A key component in making an underwriting evaluation is the debt coverage ratio (DCR). The DCR is defined as the monthly debt compared to the net monthly income of the property in question. Using a DCR of 1:1.10 a lender is saying that tey are looking for a $1.10 in net income for each $1.00 mortgage payment. Typically they will determine the DCR ratio based on monthly figures, the monthly mortgage payment compared to the monthly net income. The higher the DCR ratio is the more conservative the lender. Most lenders will never go below a 1:1 ratio (a dollar of debt payment per dollar of income generated). Anything less then a 1:1 ratio will result in a negative cash flow situation raising the risk of the loan for the lender. DCR's are set by property type and what a lender perceives the risk to be. Today, apartment properties are considered to be the least risky category of investment lending. As such, lenders are more inclined to use smaller DCR's when evaluating a loan request. Make sure that you are familiar with a lender's DCR policy prior to spending money on an application. Ask them to give you a preliminary review of the investment property that you want to purchase. Information is free, mistakes are not.
Loan to Value
Unlike residential lending, commercial investment properties are viewed more conservatively. Most lenders will require a minimum of 20% of the purchase price to be paid by the buyer. The remaining 80% can be in the form of a mortgage provided by either a bank or mortgage company. Some commercial mortgage lenders will require more than 20% contribution towards the purchase from the buyer. What a bank/lender will do is subject to their appetite and the quality of the buyer and the property. Loan to value is the percentage calculation of the loan amount divided by purchase price. If you know what a lender's LTV requirements are, you can also calculate the loan amount by multiplying the purchase price by the LTV percentage. Keep in mind that the purchase price must also be supported by an appraisal. In the event that the appraisal shows a value less then the purchase price, the lender will use the lower of the two numbers to determine the loan that will be made.

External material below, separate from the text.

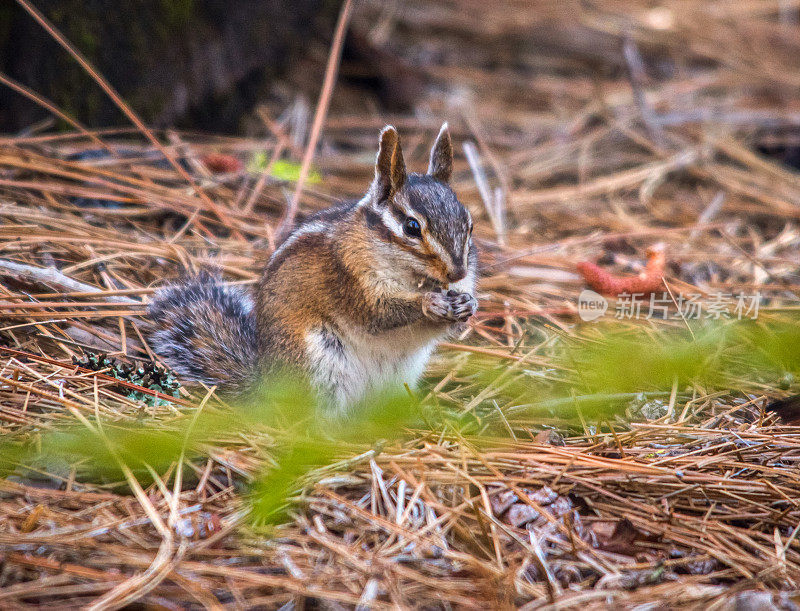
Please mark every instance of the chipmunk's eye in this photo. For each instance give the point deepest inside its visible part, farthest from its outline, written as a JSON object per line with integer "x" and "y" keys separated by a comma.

For businesses less than three years old, personal credit of principals will be evaluated. This may hold true for longer periods of time for tightly held companies. For corporations, business performance and credit ratings will be evaluated with a proven track record.
Fair Market Value and Fair Market Rent will be analyzed. Special use property may require additional underwriting. Age, appearance, local market, location, and accessibility are some other factors considered.